Processo per gli anarchici trentini: dopo le bombe, la richiesta di scarcerazione

Trento, 12 marzo – Manifestazione degli anarchici questa mattina davanti al tribunale di Trento, in concomitanza con l’udienza di riesame per i 7 estremisti di sinistra arrestati poche settimane fa.

Un gruppo di militanti anarchici ha organizzato questa mattina una manifestazione davanti a palazzo di Giustizia a Trento in concomitanza con l’udienza di riesame per i sette componenti della cellula di anarco-insurrezionalisti, arrestati il 19 febbraio scorso nell’ambito di un’operazione antiterrorismo di polizia e carabinieri compiuta in Trentino Alto Adige.

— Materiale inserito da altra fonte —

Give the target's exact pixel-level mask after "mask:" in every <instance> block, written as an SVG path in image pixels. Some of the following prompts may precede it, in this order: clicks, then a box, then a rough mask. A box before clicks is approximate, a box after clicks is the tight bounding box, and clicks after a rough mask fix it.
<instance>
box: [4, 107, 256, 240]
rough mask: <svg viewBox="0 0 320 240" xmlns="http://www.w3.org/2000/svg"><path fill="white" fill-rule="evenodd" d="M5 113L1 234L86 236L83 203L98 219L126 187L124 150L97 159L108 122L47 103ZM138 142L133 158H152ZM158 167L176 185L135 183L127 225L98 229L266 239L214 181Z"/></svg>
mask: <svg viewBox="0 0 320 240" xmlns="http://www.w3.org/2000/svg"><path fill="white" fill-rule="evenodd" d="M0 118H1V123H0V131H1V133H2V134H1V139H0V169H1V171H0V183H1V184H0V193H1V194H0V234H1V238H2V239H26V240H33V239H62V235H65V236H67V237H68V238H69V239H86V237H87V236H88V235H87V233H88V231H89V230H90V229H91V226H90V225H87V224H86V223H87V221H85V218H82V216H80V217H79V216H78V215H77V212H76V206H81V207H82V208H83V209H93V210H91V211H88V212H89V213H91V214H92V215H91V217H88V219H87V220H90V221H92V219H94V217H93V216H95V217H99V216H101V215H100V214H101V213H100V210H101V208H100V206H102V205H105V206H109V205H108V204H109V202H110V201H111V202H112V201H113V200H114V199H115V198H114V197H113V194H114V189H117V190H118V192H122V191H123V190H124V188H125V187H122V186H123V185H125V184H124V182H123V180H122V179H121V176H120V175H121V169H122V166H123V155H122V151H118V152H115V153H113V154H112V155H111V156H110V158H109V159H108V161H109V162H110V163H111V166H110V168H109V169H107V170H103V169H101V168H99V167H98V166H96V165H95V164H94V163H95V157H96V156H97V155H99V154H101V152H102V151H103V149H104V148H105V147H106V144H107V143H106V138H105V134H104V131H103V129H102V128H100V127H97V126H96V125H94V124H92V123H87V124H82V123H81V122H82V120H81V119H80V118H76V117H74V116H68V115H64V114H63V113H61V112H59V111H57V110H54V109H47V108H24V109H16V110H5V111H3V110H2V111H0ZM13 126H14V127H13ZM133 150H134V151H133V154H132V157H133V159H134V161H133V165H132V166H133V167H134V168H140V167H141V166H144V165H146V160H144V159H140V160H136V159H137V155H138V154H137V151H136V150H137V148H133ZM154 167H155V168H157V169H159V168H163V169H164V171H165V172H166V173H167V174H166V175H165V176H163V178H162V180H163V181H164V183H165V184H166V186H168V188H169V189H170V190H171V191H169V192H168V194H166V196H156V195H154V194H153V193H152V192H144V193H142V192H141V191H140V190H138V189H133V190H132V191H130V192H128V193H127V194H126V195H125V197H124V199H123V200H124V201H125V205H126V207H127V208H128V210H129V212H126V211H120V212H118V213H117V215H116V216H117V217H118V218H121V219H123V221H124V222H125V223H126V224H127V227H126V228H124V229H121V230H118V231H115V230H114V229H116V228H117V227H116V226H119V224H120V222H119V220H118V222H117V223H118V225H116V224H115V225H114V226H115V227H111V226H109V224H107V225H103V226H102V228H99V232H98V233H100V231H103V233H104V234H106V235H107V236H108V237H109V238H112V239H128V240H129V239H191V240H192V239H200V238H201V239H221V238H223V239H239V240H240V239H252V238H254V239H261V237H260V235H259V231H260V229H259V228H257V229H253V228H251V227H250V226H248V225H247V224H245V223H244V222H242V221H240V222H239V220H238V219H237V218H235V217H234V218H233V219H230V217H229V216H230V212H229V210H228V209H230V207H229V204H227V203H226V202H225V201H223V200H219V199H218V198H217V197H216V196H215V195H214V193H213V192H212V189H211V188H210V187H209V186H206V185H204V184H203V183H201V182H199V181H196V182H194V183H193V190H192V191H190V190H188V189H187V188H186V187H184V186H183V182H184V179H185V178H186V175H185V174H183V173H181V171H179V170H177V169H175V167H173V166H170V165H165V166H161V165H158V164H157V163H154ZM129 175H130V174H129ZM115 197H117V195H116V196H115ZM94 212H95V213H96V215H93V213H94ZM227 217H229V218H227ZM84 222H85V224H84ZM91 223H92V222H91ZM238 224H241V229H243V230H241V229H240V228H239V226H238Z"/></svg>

In un presidio con comizio gli antifascisti hanno chiesto la scarcerazione dei loro compagni, reclusi con l’accusa di associazione sovversiva con finalità di terrorismo, e hanno scandito i soliti slogan contro fascismo, governo e forze dell’ordine.

Secondo gli inquirenti, gli arrestati sarebbero responsabili di una serie di attentati contro obiettivi istituzionali commessi tra il 2017 e il 2019, come quello del 13 ottobre 2018 davanti alla sede della Lega ad Ala, dove sarebbe dovuto andare il ministro Matteo Salvini.

La cellula anarchica trentina ha rivendicato negli anni anche le bombe esplose alla sede di CasaPound Trento in via Marighetto, oltre che a decine di attentati esplosivi e incendiari presso agenzie di lavoro interinale, ferrovie, tralicci, caserme dell’esercito italiano e tribunali. Certo è che se gli stessi attentati li avvessero compiuti altri movimenti politici, magari a ‘destra’, probabilmente la magistratura trentina non avrebbe titubato a gettare la chiave al primo minicicciolo.